There is also good fishing, particularly salmon, trout, and pike,
but summer flies can be a nuisance.
The Adirondack Mountains are among the highest and
most dramatic in the eastern United States. In the summer they
attract hikers, horse riders, and rock climbers, and in winter
there are about nine ski resorts operating.
The best ski resort in the region is Whiteface, nine
miles (14km) northeast of Lake Placid, which has some challenging
skiing and spectacular views, but visitors should be aware of the
icy winds which regularly whip up the valley.
Lake Placid is a major cross-country skiing
destination with 283 miles (455km) of trails and has plenty of
other activities including ice skating, tobogganing, and
bobsleighing, a must for braver visitors.
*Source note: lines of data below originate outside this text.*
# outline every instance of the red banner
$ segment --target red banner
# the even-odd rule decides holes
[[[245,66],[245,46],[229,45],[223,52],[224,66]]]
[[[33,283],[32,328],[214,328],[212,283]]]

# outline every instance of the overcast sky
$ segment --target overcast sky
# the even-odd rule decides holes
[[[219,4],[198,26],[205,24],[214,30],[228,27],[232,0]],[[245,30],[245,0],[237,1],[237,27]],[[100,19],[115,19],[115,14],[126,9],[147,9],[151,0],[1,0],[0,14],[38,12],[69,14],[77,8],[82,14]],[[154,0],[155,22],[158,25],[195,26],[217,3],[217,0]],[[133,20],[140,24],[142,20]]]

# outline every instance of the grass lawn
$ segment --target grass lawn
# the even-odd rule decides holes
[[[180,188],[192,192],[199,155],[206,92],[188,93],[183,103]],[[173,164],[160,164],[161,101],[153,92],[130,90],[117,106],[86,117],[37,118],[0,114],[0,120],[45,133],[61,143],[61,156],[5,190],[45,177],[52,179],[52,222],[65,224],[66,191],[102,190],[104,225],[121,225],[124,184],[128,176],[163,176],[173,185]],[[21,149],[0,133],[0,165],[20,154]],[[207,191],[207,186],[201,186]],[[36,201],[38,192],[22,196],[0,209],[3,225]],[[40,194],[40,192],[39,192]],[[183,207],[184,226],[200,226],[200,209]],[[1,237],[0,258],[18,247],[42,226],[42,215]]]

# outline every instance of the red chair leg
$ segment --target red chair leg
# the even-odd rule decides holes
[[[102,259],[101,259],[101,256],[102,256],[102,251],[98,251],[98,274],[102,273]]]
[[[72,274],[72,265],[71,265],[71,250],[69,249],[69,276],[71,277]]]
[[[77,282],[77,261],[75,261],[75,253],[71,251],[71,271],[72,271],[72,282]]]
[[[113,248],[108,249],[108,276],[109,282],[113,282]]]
Some ski lifts remain
open in the summer months, ideal for idle mountain bikers.
Saranac Lake is a quintessential American small town
with a quaint atmosphere and historic buildings, while Ticonderoga
is home to a Revolutionary War fort and museum. Elizabethtown and
Chester are laidback resort towns, and Old Forge is a good base for
exploring the Mohawk Valley and Northern Forest Canoe Trail.